Interview artiste : Claire auteure de « Maman trans »

 

Bonjour Claire 

Pouvez vous vous présenter ?

Bonjour Florence, je suis Claire L., directrice artistique web Freelance, et j’ai repris le dessin (qui ne m’avait pas quitté) depuis janvier 2017 pour faire des illustrations et des bd. J’ai une fille de 10 ans, et je suis en couple avec une amoureuse merveilleuse.

Qu'est ce que « Maman trans » ?

Comment vous est venue l'idée de créer ce site magazine ?

Quel est son but ?

Maman trans est un bd blog, ou je partage des moments de vie dans notre cercle familial direct.

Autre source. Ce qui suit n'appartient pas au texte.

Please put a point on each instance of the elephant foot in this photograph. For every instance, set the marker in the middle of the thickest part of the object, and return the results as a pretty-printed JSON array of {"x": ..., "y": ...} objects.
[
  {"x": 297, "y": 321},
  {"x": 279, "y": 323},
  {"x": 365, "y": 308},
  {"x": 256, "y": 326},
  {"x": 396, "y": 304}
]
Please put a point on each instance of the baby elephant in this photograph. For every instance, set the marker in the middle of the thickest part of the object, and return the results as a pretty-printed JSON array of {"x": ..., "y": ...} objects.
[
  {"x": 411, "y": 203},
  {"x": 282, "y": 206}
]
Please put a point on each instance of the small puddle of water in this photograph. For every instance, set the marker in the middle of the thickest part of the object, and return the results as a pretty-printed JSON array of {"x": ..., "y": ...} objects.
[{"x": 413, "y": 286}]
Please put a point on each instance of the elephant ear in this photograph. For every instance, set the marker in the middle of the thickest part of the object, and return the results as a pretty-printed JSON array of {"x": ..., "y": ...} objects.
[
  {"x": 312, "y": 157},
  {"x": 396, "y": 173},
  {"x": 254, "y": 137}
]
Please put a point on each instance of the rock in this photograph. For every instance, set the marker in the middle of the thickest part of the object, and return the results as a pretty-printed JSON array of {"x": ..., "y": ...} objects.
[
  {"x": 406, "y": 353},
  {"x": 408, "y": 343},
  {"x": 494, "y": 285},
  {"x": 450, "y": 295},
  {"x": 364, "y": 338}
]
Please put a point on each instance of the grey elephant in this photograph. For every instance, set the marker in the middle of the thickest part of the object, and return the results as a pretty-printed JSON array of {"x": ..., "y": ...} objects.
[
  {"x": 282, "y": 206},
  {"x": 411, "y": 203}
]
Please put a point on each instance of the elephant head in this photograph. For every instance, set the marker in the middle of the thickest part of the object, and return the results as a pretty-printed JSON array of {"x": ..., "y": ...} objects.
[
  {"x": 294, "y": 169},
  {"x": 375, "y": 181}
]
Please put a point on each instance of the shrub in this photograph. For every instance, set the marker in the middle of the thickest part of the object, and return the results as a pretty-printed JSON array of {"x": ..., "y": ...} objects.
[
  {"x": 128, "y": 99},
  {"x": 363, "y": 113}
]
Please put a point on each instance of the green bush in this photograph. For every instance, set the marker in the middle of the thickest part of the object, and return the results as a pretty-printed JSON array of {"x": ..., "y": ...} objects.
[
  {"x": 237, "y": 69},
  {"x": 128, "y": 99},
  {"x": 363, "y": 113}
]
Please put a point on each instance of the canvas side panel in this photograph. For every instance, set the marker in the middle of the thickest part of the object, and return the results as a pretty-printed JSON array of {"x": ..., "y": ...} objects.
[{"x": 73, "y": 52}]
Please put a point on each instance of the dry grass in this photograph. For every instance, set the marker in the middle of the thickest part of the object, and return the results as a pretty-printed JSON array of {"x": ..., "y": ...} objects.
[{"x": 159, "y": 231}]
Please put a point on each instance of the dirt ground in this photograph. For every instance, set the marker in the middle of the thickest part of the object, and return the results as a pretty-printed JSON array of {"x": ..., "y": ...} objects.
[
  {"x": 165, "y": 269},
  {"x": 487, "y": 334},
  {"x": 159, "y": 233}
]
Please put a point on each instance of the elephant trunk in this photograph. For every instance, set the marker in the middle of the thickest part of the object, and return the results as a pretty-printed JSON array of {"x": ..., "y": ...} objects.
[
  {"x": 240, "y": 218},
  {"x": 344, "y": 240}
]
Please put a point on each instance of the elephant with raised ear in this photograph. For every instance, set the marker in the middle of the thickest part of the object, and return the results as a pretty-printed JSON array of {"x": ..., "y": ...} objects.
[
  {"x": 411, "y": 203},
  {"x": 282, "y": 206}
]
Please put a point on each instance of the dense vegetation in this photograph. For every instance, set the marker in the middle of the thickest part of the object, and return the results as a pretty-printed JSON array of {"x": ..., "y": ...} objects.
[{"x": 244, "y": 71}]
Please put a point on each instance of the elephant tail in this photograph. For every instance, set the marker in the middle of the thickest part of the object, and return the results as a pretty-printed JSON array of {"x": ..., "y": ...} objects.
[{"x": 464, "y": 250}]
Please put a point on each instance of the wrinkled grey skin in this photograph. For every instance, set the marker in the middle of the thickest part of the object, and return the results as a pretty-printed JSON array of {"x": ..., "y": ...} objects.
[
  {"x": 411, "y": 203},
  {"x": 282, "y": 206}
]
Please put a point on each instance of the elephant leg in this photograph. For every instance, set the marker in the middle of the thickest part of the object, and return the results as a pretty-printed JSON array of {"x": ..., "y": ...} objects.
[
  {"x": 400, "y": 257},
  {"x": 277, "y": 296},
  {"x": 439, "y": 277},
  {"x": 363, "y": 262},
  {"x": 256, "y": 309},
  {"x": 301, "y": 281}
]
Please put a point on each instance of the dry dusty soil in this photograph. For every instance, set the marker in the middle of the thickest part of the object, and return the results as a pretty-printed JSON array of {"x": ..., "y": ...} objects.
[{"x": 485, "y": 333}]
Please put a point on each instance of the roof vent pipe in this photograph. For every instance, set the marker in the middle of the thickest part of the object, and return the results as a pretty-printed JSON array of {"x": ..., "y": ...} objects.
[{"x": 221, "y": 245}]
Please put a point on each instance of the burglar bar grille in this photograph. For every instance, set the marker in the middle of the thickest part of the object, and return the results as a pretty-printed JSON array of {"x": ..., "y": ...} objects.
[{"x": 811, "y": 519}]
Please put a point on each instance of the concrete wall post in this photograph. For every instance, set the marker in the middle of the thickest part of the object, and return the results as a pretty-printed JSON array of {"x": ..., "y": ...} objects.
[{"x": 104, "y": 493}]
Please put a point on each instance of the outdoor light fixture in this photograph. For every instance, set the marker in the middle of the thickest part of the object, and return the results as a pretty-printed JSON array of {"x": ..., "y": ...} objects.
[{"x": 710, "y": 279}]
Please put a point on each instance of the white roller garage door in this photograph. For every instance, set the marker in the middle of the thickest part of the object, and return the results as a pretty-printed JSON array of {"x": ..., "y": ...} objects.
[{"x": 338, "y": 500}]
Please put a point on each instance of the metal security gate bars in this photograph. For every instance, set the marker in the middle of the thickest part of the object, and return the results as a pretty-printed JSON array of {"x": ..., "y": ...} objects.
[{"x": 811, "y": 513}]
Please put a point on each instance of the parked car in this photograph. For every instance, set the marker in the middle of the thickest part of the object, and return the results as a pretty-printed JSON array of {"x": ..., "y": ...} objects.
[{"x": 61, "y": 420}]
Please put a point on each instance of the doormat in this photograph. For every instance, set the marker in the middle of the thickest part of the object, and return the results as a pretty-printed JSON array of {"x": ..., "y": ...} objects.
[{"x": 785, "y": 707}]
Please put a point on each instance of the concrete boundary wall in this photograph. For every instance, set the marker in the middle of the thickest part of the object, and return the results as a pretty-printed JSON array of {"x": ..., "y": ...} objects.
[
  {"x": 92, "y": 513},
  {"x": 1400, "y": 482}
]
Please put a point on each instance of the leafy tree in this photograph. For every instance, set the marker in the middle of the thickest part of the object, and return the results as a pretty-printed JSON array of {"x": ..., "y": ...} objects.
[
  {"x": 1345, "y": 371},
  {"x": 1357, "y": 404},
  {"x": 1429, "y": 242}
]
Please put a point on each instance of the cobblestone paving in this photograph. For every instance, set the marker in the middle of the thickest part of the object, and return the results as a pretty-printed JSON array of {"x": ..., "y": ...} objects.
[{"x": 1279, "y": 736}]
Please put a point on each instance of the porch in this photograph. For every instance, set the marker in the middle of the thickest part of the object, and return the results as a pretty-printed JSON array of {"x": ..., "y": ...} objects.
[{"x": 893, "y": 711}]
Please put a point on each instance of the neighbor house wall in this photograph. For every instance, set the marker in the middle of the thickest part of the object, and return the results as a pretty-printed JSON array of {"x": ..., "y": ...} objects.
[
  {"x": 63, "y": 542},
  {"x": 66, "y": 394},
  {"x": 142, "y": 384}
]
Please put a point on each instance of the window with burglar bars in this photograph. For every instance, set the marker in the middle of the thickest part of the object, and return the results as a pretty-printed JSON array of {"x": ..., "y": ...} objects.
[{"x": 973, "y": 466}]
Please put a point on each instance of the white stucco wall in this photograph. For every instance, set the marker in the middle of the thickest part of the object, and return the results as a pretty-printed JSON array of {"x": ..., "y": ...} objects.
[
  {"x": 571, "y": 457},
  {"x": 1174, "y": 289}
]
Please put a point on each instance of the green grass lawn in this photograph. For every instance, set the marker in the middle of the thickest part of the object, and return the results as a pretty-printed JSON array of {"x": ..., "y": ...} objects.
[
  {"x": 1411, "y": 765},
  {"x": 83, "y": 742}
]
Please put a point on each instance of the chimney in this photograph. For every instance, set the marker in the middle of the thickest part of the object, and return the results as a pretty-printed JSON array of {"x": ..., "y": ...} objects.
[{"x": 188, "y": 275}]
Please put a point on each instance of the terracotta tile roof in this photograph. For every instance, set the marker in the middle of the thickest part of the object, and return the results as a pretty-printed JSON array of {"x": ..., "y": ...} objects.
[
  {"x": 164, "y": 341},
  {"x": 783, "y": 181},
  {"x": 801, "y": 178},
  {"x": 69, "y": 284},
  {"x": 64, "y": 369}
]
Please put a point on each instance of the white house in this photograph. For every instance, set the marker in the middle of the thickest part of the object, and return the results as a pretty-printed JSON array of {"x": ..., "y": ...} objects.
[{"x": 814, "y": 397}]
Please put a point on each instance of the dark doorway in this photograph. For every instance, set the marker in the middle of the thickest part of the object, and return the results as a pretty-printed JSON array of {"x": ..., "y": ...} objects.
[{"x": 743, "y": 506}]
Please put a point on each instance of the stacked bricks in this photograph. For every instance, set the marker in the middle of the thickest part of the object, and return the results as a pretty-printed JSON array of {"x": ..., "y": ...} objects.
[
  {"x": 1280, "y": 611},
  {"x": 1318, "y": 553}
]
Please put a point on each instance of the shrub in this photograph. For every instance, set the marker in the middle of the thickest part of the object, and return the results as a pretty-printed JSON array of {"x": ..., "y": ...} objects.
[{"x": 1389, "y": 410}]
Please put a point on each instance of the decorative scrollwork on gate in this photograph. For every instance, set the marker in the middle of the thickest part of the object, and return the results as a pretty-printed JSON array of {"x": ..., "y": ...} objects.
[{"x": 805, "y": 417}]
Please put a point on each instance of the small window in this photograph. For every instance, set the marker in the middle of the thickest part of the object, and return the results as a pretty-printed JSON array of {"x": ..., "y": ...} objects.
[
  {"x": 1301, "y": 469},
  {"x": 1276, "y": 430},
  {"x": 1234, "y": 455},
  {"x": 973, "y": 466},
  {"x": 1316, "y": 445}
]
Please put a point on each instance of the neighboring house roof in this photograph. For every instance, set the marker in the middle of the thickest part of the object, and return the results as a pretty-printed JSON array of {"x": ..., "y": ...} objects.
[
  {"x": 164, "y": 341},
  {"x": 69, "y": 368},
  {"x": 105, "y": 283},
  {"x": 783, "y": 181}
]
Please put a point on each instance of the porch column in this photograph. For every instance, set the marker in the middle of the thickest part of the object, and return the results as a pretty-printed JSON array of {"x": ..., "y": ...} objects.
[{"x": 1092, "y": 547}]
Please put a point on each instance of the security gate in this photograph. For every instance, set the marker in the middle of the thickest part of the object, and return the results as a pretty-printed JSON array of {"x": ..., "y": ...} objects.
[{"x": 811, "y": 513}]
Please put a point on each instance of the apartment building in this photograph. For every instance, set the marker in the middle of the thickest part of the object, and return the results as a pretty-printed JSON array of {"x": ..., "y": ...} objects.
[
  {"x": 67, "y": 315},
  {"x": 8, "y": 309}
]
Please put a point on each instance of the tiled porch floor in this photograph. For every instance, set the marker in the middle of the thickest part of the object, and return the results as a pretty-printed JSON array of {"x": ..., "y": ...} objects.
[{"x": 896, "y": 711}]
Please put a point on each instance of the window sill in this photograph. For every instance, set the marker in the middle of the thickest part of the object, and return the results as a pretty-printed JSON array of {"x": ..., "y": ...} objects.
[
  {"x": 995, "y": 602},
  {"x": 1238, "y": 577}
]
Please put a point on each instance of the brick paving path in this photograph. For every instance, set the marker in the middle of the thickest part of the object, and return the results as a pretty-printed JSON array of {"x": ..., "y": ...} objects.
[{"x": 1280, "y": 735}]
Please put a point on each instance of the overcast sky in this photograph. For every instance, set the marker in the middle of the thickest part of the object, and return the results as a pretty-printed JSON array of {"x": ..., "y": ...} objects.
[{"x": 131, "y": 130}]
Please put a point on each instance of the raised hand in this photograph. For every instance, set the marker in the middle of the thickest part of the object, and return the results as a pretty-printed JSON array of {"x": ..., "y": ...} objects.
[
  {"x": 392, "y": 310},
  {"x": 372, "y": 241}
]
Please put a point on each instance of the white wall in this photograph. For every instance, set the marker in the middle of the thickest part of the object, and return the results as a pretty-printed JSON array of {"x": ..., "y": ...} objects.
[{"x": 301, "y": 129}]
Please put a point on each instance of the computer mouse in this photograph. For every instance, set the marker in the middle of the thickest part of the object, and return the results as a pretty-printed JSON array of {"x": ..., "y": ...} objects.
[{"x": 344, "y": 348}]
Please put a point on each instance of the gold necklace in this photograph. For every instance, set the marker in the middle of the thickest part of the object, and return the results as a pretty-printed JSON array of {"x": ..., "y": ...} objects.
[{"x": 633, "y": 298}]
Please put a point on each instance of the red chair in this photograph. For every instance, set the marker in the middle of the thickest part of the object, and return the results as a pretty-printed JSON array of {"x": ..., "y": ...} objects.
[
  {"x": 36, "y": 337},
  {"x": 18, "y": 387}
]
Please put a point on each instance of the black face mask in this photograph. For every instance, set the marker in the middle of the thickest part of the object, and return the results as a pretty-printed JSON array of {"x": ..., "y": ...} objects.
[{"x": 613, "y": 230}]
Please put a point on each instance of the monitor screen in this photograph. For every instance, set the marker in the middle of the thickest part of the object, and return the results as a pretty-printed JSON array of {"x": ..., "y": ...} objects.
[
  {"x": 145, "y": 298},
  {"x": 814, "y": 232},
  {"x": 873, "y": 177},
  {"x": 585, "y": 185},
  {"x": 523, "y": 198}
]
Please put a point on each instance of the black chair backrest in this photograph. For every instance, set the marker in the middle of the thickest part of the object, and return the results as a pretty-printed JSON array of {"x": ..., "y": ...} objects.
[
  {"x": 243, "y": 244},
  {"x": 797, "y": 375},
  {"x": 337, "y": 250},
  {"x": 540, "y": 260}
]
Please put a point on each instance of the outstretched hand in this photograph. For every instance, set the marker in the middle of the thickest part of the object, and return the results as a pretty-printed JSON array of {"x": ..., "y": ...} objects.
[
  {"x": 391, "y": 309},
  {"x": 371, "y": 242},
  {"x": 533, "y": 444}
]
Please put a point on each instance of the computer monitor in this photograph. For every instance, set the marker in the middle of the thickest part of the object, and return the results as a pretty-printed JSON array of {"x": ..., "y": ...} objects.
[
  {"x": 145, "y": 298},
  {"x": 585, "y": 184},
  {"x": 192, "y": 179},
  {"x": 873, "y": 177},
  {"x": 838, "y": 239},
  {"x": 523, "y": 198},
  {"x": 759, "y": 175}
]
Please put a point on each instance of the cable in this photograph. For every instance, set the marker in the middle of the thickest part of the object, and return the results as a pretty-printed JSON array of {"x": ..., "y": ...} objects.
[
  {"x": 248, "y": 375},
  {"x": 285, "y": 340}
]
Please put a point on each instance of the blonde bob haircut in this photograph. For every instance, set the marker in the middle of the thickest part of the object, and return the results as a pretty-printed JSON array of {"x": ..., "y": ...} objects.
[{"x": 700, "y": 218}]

A l’origine Je cherchais des ressources pour accompagner ma fille dans sa compréhension de ma transidentité. Ce que j’ai pu trouver était en anglais (au mieux) et la barrière de la langue rendait le matériel pédagogique inutilisable directement.

 

Ma compagne m’a encouragé à partager mes dessins  et avec son appui en feed-back sur les histoires, je me suis lancée, en juillet l’année dernière : le blog a un an.

Ce qui m’anime aussi c’est de montrer à quel point les relations entre les parents trans et leurs enfants peuvent être simples et saines.

Avec humour et tendresse je cherche à montrer des aspects de vie de famille, qui peut se compliquer vis à vis du monde extérieur quand on est trans.

 

Est ce vraiment actuellement encore un tabou les mamans trans ?  Si oui, vis à vis de qui ?

 Tout dépends de quel point de vue on se place. Aujourd’hui après toutes les démarches accomplies au niveau local, j’ai le sentiment d’être acceptée comme je suis tant au niveau de l’école de ma fille que de mon environnement social.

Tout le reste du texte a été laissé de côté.